BEYOND THE BLACK RAINBOW (2010)

 

Titre français : Beyond the Black Rainbow
Titre original : Beyond the Black Rainbow
Réalisateur : Panos Cosmatos
Scénariste : Panos Cosmatos
Musique : Sinoia Caves
Année : 2010
Pays : Canada
Genre : Science-fiction
Interdiction : -12 ans
Avec Evan Allan, Michael Rogers, Scott Hylands, Rondel Reynoldson...


L'HISTOIRE : Au début des années 80, la tentation d'évasion désespérée d'une jeune femme séquestrée derrière une vitre dans un laboratoire expérimental, et surveillée par le mystérieux docteur Barry Nyle...


MON AVISCeux qui souhaitent plonger dans un trip psychédélique dans le monde de la science-fiction à l'ancienne bourrée de références cinématographiques des années 70-80 seront servis ! Beyond the Black Rainbow est la petite série B passée inaperçue et qui pourtant suscite un intérêt particulier par son aspect expérimental et sensoriel.

Le Dr Arboria créé une fondation dirigée par le mystérieux docteur Barry Nyle, qui séquestre une jeune fille dont les capacités psychiques sont très développées. Ses entretiens quotidiens avec elle permettront un passage dans une succession de séquences démentielles à l'esthétisme parfait : couleurs surexposées, géométrie et jeu de symétrie et de reflets gérés au millimètre près, musique envoûtante à mi-chemin entre John Carpenter et Tangerine Dream, mouvements de caméra adoucis et ralentis et j'en passe.

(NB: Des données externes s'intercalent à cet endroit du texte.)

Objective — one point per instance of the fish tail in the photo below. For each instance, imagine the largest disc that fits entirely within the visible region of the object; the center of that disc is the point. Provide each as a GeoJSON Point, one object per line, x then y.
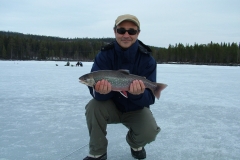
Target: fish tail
{"type": "Point", "coordinates": [158, 89]}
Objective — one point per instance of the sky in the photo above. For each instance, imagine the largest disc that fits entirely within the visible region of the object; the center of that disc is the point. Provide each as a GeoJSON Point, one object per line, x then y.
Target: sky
{"type": "Point", "coordinates": [162, 23]}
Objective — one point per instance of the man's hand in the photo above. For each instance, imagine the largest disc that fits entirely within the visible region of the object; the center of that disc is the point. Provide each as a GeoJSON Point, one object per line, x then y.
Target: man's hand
{"type": "Point", "coordinates": [136, 87]}
{"type": "Point", "coordinates": [103, 87]}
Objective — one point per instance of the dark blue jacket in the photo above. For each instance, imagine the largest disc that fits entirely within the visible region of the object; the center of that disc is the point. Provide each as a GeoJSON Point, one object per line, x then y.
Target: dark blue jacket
{"type": "Point", "coordinates": [137, 60]}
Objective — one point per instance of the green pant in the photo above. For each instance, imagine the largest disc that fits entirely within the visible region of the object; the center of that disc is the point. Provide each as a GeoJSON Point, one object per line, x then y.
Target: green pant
{"type": "Point", "coordinates": [141, 124]}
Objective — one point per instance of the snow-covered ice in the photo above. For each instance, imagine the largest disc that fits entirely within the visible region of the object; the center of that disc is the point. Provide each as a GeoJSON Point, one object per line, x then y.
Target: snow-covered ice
{"type": "Point", "coordinates": [42, 113]}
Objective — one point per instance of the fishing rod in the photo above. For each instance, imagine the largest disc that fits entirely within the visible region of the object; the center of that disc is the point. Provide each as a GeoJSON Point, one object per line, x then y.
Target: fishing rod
{"type": "Point", "coordinates": [73, 152]}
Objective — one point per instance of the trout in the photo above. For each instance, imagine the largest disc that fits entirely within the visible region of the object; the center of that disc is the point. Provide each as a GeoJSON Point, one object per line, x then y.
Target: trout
{"type": "Point", "coordinates": [120, 80]}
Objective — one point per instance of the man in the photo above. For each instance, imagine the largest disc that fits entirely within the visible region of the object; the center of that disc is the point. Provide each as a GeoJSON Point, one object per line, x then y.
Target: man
{"type": "Point", "coordinates": [108, 107]}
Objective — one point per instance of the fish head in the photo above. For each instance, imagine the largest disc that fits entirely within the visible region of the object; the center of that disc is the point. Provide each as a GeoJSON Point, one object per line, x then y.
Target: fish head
{"type": "Point", "coordinates": [87, 79]}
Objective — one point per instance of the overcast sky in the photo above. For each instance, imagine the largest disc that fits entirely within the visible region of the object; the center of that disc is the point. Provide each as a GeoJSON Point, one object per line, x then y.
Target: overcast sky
{"type": "Point", "coordinates": [162, 22]}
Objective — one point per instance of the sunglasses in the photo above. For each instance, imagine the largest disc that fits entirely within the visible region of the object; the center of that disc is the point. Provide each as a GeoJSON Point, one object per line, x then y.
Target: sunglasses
{"type": "Point", "coordinates": [123, 31]}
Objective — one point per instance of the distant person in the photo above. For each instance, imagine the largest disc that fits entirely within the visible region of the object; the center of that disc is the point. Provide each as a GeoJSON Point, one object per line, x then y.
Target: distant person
{"type": "Point", "coordinates": [79, 64]}
{"type": "Point", "coordinates": [110, 107]}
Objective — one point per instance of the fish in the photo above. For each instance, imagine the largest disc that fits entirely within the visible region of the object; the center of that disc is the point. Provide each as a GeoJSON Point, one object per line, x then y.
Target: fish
{"type": "Point", "coordinates": [120, 81]}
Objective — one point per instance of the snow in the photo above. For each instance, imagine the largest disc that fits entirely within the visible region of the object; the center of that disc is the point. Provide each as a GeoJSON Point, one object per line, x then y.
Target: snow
{"type": "Point", "coordinates": [42, 113]}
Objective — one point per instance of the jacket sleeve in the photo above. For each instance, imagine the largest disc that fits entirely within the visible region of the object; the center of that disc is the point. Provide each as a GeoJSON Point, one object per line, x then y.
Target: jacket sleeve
{"type": "Point", "coordinates": [100, 63]}
{"type": "Point", "coordinates": [147, 98]}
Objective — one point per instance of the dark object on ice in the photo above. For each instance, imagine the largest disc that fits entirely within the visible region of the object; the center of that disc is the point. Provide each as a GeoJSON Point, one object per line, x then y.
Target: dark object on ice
{"type": "Point", "coordinates": [103, 157]}
{"type": "Point", "coordinates": [139, 154]}
{"type": "Point", "coordinates": [68, 64]}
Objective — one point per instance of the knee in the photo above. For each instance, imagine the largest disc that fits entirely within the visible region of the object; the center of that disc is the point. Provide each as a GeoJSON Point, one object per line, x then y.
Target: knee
{"type": "Point", "coordinates": [149, 133]}
{"type": "Point", "coordinates": [92, 107]}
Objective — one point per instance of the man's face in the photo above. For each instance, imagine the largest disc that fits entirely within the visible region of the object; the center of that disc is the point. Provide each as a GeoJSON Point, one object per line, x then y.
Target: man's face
{"type": "Point", "coordinates": [126, 40]}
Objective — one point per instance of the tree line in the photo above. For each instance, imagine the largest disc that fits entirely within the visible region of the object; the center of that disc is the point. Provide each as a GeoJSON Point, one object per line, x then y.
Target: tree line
{"type": "Point", "coordinates": [18, 46]}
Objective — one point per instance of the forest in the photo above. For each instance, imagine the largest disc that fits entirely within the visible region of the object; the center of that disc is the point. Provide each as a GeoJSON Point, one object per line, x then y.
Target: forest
{"type": "Point", "coordinates": [18, 46]}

Juste de quoi nous plonger dans un univers surnaturel où chacun y verra son propre rapprochement aux classiques du genre, que ce soit Tron, L'âge de Cristal, La Forteresse Noire, Solaris, 2001: l'Odyssée de l'Espace, La Montagne Sacrée, THX 1138 et bien d'autres.

Panos Cosmatos réalise un premier film et brouille les pistes scénaristiques en ouvrant différentes portes de possibilités sans jamais les explorer. Le manque d'explications en agacera certains mais permettra à d'autres de s'évader complètement au milieu de ces images fabuleuses, ultra-stylisées et hypnotiques accompagnées de l'incroyable musique signée Sinoia Caves.

Un voyage au coeur de l'abstraction d'Arboria où décor, récit et personnages ne sont que des éléments hermétiques pour faciliter l'exploration d'un cadre somptueux à l'ambiance onirique. Le style de l'image varie souvent et rend la totalité du film indescriptible tant le détail de chaque tableau change la construction d'une quelconque interprétation.

La trame scénaristique se perd dans la démence de ce lieu intemporel et nous empêche d'apercevoir une éventuelle issue pour un dénouement et une conclusion logique à toutes ces scènes insolites d'une beauté inouïe.

Les éléments les plus mystérieux seront probablement le dévoilement du véritable aspect du docteur Barry Nyle et l'apparition du sentionaut, ce personnage mystique à allure classieuse dans une combinaison vintage élégante. La découverte de son visage est d'ailleurs aussi effrayante que captivante car le mystère de sa présence et de son aspect restera entier, et c'est surement ce qui fait la force de ce personnage emblématique.

S'étalant sur une durée de 1h50, la douceur de l'atmosphère sensorielle peut vite devenir soporifique tant les séquences étonnantes et apaisantes du film bercera votre esprit.

Cet exercice de style poussée à l'extrême dans son impact visuel et sonore est une découverte que chaque cinéphile amateur d'OFNI se doit de tenter. C'est comme si Kubrick, Lynch, Cronenberg et Michael Mann s'étaient regroupés pour former un cocktail d'images et d'effets sonores dans un film singulier déstabilisant.

Le charme atmosphérique jouera parfaitement son rôle jusqu'au dernier quart d'heure où tout se dissimulera pour terminer dans un monde plus rationnel où le genre du slasher basique pointera le bout de son nez sans que l'on sache quelle direction Cosmatos a voulu prendre en abordant cette thématique.

Une désorientation totale du spectateur apparemment volontaire de la part du réalisateur, difficilement compréhensible mais toutefois assez intrigante pour donner l'espoir de voir quelque chose de nouveau dans sa filmographie en lien avec cet essai hypnotique et fantasmagorique.